Power and Sample Size for Hypothesis Tests

José Padilla | 12 October, 2017

Topics: Hypothesis Testing, Minitab Statistical Software, Articles, Power and Sample Size

In hypothesis testing, we use data from a sample to draw conclusions about a population. First, we make an assumption called the null hypothesis (denoted by H0). As soon as you make a null hypothesis, you also define an alternative hypothesis (Ha), which is the opposite of the null. Sample data will be used to determine whether H0 can be rejected. If it is rejected, the statistical conclusion is that the alternative hypothesis Ha is true.

Keep in Mind the Power of the Test, or the Probability of Rejecting the Null Hypothesis When the Null Is Not True

It could be interpreted as the “ability of the test to reject the null when it is supposed to be rejected”. If the null is not true, it makes sense to have high probability to reject the null hypothesis. Power is related to the Type 2 error (power = 1 -Type 2 error), see the table below. The Type 2 error is the probability of not rejecting the null when the alternative is true. So, guaranteeing a high enough power guarantees a low or “acceptable” Type 2 error. A popular way to ensure the test has enough power is by collecting enough data because the calculation of power depends on the sample size, among other things. The larger the sample size, the higher the power. On the other hand, not collecting enough data will yield low power and a high type 2 error.

 

Truth

Decision of Hypothesis Test

H0 is True

Ha is True

Reject H0

Type 1 Error, α

Power (1-β)

Fail to Reject H0

Correct

Type 2 Error, β

It is important to find an appropriate sample size. Clearly, not collecting enough data leads to a higher Type 2 error. However, collecting “too much” data can increase the Type 1 error because the test will have high power. As a result, the test might detect a very small difference from the hypothesized value, even though that difference may not be of any practical significance, especially in relation to the cost of sampling. The calculation of the power of a test should be based on practical significance.

 

Minitab Statistical Software Has Functionality for Calculating the Power for Many Different Statistical Tests

In the following example, an analyst does a power and sample size analysis in Minitab for the 1 proportion test and the 1 sample t test.

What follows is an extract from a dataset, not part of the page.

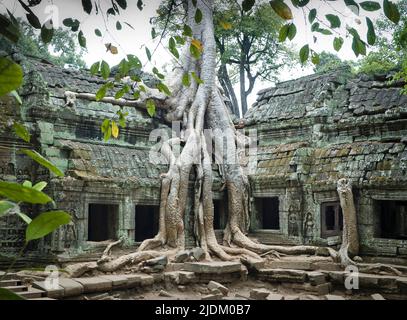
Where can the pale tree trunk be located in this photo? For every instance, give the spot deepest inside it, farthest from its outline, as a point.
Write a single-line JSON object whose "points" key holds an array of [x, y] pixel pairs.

Sample size for 1 proportion test

Consider a manufacturing process that classifies products as good or bad is operating with 1% defective. If the percent of defectives increases to 3%, this will have serious cost implications to the organization. They are required to determine an appropriate sample size such that: the type I error rate will be 0.05, and for the test to have a power of 0.80 to detect an increase in the defectives from 1% to 3% or above.

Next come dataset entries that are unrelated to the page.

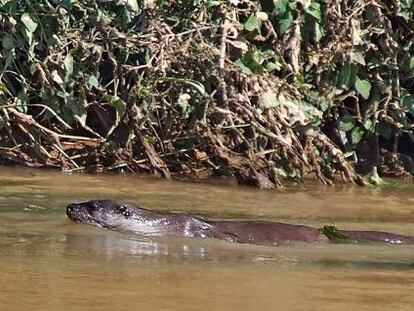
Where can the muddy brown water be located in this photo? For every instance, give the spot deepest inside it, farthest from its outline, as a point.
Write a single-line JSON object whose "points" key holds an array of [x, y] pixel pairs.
{"points": [[49, 263]]}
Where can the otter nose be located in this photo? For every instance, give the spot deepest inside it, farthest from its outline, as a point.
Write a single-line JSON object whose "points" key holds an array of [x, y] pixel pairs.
{"points": [[71, 210]]}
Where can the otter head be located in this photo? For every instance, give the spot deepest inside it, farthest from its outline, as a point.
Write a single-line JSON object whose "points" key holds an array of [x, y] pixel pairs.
{"points": [[101, 213]]}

Because the analyst is interested in studying the percent defective, they will use a 1 proportion test. The null and alternative hypotheses are:

Ho: P = 0.01

Ha: P > 0.01

where P is the true proportion defective.

To find out how many data points are needed to achieve a power of at least .8, the analyst does a power and sample size analysis for a 1 proportion test in Minitab.

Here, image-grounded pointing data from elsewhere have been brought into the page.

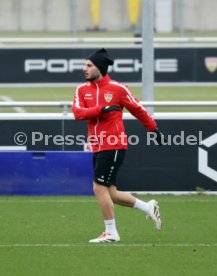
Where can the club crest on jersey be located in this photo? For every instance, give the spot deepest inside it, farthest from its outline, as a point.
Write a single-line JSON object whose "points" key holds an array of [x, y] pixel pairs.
{"points": [[108, 97], [211, 64]]}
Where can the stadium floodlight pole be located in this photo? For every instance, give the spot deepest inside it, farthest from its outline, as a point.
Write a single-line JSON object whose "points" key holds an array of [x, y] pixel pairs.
{"points": [[74, 10], [181, 18], [148, 52]]}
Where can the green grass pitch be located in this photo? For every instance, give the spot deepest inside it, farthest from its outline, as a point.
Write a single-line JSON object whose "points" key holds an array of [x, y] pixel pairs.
{"points": [[49, 236]]}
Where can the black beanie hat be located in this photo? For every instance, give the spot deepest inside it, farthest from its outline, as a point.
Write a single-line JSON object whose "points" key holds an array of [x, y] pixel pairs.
{"points": [[101, 60]]}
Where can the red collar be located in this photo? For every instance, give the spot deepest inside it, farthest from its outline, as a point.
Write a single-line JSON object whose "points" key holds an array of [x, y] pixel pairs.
{"points": [[102, 81]]}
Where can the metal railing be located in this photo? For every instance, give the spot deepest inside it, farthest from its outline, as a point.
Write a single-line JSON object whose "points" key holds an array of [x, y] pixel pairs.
{"points": [[106, 40], [67, 104]]}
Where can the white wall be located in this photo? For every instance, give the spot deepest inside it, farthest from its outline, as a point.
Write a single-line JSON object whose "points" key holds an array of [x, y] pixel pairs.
{"points": [[55, 15], [199, 15]]}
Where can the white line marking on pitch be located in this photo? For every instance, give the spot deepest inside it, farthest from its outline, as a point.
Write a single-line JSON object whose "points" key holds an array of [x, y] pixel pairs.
{"points": [[94, 201], [149, 245], [9, 99]]}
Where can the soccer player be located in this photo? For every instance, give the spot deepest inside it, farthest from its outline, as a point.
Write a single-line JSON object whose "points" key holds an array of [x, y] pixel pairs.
{"points": [[101, 100]]}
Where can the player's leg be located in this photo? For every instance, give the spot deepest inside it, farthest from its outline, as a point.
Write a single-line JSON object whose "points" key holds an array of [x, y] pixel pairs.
{"points": [[150, 208], [103, 165]]}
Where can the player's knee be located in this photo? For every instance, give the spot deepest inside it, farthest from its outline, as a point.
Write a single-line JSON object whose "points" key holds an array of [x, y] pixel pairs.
{"points": [[99, 189]]}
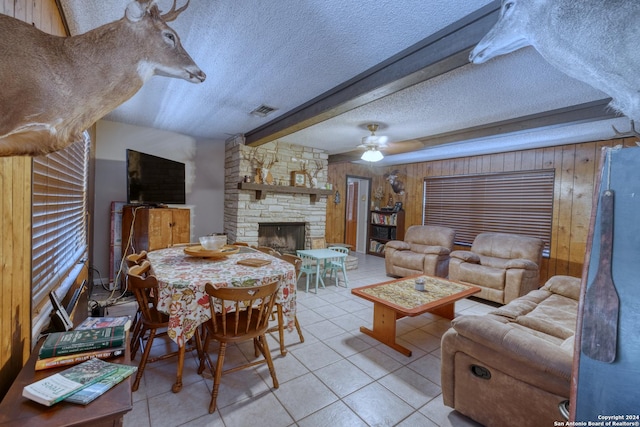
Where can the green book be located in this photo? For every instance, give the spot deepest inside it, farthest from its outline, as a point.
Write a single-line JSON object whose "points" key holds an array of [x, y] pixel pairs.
{"points": [[70, 342], [57, 387], [95, 390]]}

power-sample-size-hypothesis-tests-1

Sample Size for 1 sample t test

Classifying a product as good or bad is simple but suffers from information loss. Consider good as anything between 5 and 10. Suppose we have 2 units measured as 4.9 and 10.01 and thus classified as bad. Suppose we have another 2 units measured as 2.3 and 14.1 and thus classified as bad. Notice if simply say good and bad, these two scenarios are the same. Thus, if measuring a product quality characteristic is possible and practical, then the analyst should record the actual value of the quality characteristic and use the data as it is recorded – no need to convert to good and bad. A 1 sample t test can be used to test whether the mean of the population is on target. If the average from the sample data is close to a “target”, then the process is probably doing well. But if the average is not close to the target, defective products could be produced.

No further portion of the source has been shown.